Who writes this stuff?

My photo
I try to keep my priorities in order: Jesus, my Andy, our children, everything else. I homeschool our boys, love to read almost all written words and have been challenged by the military life for 18 years. Right now my faulty human body is demanding a lot of attention. One day at a time, learning as much as possible every day and remembering to look for JOY when other things threaten to overwhelm.

My Blog Title Verse

"For the Lord gives wisdom. From His mouth come knowledge and understanding." Proverbs 2:6 NKJV
The Message translation puts it this way "God gives out Wisdom free, is plainspoken in Knowledge and Understanding."
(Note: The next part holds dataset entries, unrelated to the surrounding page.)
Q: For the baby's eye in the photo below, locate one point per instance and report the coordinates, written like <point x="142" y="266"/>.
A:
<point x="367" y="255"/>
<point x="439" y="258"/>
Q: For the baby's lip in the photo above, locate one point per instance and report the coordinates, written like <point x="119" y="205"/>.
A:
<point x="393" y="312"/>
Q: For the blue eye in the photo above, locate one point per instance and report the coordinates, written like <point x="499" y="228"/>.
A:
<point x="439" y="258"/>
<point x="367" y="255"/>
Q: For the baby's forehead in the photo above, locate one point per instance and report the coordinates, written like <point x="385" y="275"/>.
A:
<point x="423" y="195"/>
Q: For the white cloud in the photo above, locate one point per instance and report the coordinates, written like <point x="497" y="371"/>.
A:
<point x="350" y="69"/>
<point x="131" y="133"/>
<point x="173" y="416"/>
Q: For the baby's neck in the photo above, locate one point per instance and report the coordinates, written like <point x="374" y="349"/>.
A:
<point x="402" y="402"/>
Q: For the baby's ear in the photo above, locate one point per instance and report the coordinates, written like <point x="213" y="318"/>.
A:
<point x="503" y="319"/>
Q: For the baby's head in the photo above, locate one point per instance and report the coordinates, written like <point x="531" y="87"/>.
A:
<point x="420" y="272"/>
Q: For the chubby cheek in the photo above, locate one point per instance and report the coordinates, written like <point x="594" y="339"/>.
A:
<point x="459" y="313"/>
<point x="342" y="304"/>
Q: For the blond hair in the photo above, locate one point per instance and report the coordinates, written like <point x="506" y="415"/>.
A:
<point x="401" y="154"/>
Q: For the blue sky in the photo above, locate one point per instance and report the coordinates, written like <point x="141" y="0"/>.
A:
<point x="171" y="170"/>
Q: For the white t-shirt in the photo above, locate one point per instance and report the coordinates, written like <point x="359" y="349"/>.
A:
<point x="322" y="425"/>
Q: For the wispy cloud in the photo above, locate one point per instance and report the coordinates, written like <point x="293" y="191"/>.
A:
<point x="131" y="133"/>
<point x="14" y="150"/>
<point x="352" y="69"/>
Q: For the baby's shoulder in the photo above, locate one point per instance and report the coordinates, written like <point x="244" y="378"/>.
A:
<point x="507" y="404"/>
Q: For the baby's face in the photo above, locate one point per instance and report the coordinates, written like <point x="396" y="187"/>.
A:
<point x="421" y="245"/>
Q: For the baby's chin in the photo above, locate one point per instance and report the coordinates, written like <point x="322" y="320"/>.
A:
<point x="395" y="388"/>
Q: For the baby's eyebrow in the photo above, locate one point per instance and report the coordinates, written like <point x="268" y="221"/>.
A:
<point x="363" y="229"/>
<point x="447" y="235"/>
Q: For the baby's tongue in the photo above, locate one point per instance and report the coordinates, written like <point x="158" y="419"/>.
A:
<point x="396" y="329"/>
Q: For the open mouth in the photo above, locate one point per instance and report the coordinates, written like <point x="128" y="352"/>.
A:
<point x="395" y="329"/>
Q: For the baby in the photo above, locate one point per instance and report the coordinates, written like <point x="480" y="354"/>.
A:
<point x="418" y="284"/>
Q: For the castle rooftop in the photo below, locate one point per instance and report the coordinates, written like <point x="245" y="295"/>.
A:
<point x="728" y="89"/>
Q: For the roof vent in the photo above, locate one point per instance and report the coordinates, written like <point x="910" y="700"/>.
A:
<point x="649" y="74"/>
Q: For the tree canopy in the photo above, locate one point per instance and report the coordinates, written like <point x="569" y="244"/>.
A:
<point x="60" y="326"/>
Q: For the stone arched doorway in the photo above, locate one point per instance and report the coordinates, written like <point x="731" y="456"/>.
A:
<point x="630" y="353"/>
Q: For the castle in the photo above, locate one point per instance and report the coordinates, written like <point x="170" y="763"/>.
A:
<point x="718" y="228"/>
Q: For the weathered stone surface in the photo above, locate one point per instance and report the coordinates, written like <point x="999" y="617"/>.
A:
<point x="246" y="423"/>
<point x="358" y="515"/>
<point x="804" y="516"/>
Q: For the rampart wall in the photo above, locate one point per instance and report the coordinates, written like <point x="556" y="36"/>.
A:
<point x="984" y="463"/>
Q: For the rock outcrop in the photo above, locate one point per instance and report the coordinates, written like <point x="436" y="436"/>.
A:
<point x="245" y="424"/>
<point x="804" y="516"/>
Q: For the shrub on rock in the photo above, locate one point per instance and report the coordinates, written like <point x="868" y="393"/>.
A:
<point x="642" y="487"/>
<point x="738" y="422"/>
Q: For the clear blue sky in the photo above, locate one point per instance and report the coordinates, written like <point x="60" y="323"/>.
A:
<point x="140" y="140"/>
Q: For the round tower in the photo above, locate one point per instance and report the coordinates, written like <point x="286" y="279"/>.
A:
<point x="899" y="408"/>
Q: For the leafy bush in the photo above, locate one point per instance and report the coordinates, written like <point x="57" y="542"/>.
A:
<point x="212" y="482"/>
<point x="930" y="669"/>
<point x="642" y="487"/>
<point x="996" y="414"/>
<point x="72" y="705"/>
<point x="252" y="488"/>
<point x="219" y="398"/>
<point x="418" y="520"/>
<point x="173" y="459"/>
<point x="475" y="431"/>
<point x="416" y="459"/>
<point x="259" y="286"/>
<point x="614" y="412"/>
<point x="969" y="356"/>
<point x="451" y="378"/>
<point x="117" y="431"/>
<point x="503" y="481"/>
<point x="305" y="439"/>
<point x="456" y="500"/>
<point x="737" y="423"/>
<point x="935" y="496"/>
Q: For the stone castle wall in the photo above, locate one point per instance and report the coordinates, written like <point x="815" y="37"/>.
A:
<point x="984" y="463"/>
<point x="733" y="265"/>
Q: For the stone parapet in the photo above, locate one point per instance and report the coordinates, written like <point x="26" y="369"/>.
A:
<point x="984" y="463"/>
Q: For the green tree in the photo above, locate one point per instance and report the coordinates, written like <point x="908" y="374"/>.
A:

Saturday, December 21, 2019

And Yet...

 I spent all of Thursday at UAB, Kirklin Clinic. I met my brain surgeon, the woman who is going to drill holes in my head and place electric probes inside my brain. I had a CT with contrast (which I do not recommend) and an MRI with contrast (which I have had enough times that I don't even really mind it). 
 Yet, I walked away truly filled with joy, truly rejoicing. 


YET is the key word. 

 I don't know if you can clearly see the picture that is the background for that scripture. It is a quilted background, with a picture of a woman holding a child sewn into it, using the abstract and crazy to create a picture that is touching. 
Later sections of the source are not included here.